Typically this happens when you take an input array and use that data to
construct an output array. You know they are the same type because you
made the output array. To implement that right now, you have to pass one
of the arrays as a field to the functor class, call the functor with the
other array, and then do a type cast on the array. I argue that this is
awkward to code and read. There should be a mechanism to define a
functor that takes two typed arrays instead of one.
>
> Now for the difference between the two so far proposed methods
> (which,
for simplicity, I will call Tim’s method and Brad’s method). As usual,
Brad’s solution is so clever that it takes me a long time just to
understand all the cool magic things it does under the covers to make my
life easier. If I understand it correctly, the “issue” with Tim’s method
is that the functor has to implement every possible type supported by
the Apply method. Even in Tim’s simple examples, the functor has to
implement string versions of the function even though they are no-ops
because they don’t do anything. In Brad’s method, you can simply
implement the types you feel you need to support.
>
> The thing I don’t like about Brad’s methods is that it adds more
> steps
to the process. First you have to implement the functor (much like Tim’s
method), then you have to create an apply_map and tell the map all the
types your functor you support (which you have pretty much already
specified when you declared the functor in the first place).

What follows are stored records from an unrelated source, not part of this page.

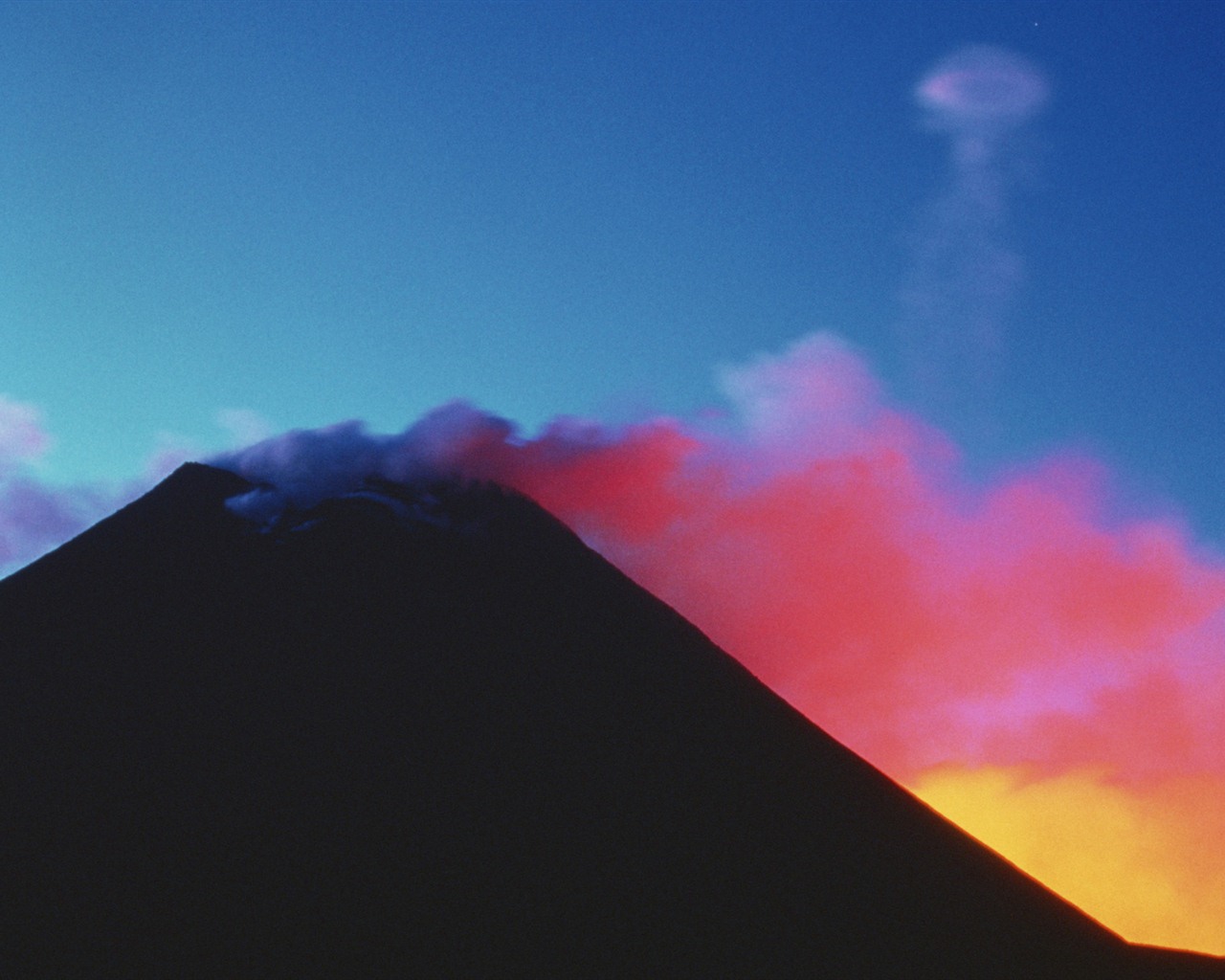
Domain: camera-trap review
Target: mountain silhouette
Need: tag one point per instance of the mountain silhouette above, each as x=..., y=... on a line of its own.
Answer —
x=424, y=731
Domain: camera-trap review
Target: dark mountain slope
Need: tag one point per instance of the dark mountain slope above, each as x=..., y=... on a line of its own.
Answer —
x=458, y=744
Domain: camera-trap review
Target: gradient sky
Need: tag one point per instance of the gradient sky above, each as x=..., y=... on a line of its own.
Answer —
x=915, y=307
x=324, y=211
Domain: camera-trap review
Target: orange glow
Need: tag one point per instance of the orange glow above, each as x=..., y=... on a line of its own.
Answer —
x=1017, y=635
x=1147, y=862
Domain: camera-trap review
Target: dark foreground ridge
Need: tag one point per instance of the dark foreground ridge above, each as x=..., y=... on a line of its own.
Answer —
x=427, y=733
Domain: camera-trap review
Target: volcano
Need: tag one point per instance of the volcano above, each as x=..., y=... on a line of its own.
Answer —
x=425, y=731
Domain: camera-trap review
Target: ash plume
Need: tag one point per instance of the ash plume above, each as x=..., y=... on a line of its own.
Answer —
x=965, y=271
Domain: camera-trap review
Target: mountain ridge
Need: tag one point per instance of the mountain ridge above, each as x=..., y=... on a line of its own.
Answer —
x=396, y=748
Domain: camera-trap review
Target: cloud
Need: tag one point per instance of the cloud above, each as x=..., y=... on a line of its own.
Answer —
x=965, y=272
x=22, y=435
x=831, y=542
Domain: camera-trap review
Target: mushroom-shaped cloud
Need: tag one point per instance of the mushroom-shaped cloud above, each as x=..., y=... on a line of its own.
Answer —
x=981, y=90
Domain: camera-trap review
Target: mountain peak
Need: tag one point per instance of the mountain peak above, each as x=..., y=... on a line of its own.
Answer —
x=423, y=730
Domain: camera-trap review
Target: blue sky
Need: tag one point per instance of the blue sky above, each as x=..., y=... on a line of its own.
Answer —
x=326, y=211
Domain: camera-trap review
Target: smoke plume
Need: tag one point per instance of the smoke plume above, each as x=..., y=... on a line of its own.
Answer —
x=1001, y=646
x=965, y=272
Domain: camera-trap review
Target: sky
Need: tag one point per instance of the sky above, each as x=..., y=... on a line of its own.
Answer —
x=936, y=285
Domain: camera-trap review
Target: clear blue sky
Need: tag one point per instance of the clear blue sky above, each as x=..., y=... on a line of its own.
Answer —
x=331, y=211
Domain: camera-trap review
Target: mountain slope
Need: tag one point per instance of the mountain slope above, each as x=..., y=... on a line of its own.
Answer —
x=425, y=731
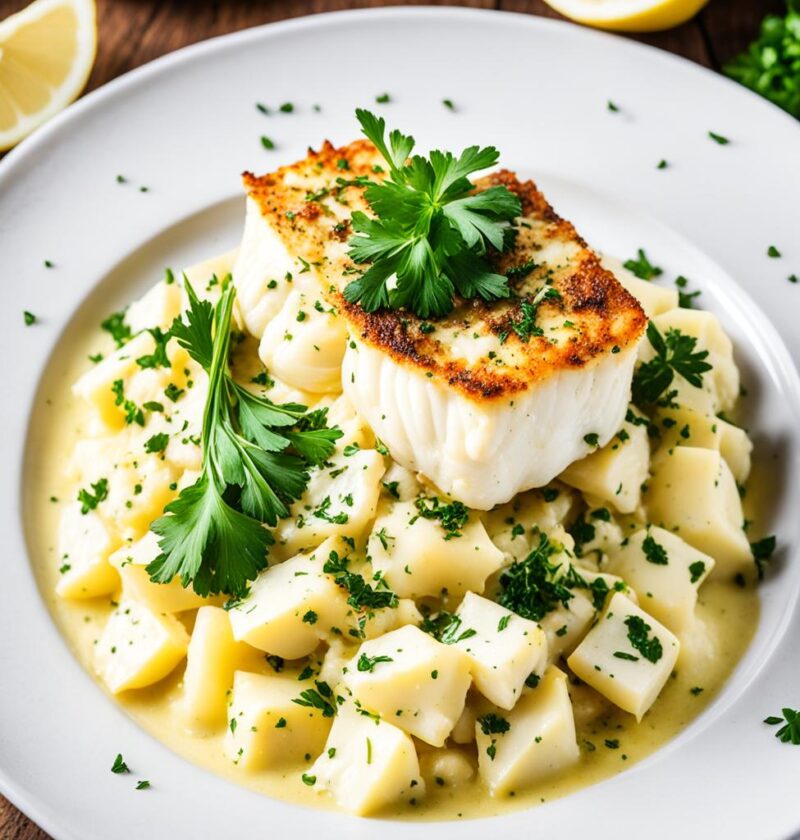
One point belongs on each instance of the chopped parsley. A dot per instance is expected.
(696, 570)
(452, 516)
(431, 233)
(642, 267)
(638, 628)
(771, 64)
(530, 587)
(762, 554)
(789, 733)
(119, 765)
(654, 552)
(493, 724)
(89, 501)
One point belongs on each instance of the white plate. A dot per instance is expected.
(185, 126)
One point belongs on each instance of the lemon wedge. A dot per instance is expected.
(629, 15)
(46, 54)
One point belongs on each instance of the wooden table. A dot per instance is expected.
(133, 32)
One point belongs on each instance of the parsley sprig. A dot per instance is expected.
(256, 460)
(771, 64)
(675, 353)
(432, 233)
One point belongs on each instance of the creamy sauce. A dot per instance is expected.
(610, 742)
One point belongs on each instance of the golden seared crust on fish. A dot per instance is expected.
(485, 351)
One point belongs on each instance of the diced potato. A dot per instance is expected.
(722, 382)
(629, 676)
(266, 727)
(666, 573)
(130, 561)
(292, 605)
(157, 308)
(355, 432)
(539, 741)
(684, 426)
(138, 494)
(211, 660)
(564, 627)
(304, 344)
(504, 649)
(693, 493)
(446, 767)
(84, 546)
(401, 484)
(138, 647)
(616, 472)
(417, 558)
(201, 275)
(464, 730)
(654, 299)
(411, 679)
(514, 527)
(367, 764)
(339, 500)
(95, 386)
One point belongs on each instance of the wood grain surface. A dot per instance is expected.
(133, 32)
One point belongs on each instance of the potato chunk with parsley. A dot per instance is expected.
(504, 649)
(291, 606)
(131, 561)
(367, 764)
(720, 386)
(429, 548)
(616, 472)
(304, 344)
(211, 660)
(534, 741)
(683, 426)
(84, 546)
(666, 573)
(267, 728)
(627, 656)
(341, 498)
(412, 680)
(693, 494)
(138, 647)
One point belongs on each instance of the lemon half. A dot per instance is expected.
(46, 54)
(629, 15)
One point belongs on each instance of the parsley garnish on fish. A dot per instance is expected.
(256, 460)
(431, 233)
(675, 353)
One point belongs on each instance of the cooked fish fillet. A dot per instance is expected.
(486, 402)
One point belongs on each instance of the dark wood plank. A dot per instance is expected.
(686, 40)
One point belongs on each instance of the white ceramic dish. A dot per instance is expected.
(185, 126)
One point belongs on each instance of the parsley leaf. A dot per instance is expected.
(256, 460)
(771, 64)
(675, 353)
(431, 233)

I admit,
mostly this is just an annoyance (remember, I like vtkTemplateMacro
because all I need to do is define a templated function). But there is
also an increased potential for errors. If you forget to (or
inappropriately) define a type for a functor, then the compiler will
give lots of nasty errors. However, if you forget to specify one of the
types for the apply_map, then it will silently fail, perhaps some time
later in the future because you forgot to test that type.
>
> I think the issue of having the functor implement types it does not
really support could be addressed with Tim’s method by simply offering
specialized versions of Apply that only work on some subset of the
possible types. For example, a version of Apply that only downcast to
numeric types would probably cover the majority of the cases.
>
> As far as the double dispatch is concerned, I’m not sure why you
> can’t
implement that by having a templated functor with an internal templated
functor that worked with the other type. That is basically how you
implement double dispatch with the current vtkTemplateMacro.
Kudos to Brad for calling-out the double-dispatch nature of the problem.
That said, I agree with Ken that you could probably cover 95% of your
use-cases with a couple of scenarios:
1) Filters that accept input arrays of any type, and produce output
arrays of the same type.
2) Filters that accept input arrays from a set of types (say, all
numeric array types), and produce output arrays of one specific type.
To handle case 1), vtkArray already has a DeepCopy() method that can be
used by a filter to create a new output array with the same type and
contents as an input array. For cases where you want to create an array
with the same type, but avoid doing any copying, NewInstance() should do
the trick. I could imagine making this part of the proposed Apply()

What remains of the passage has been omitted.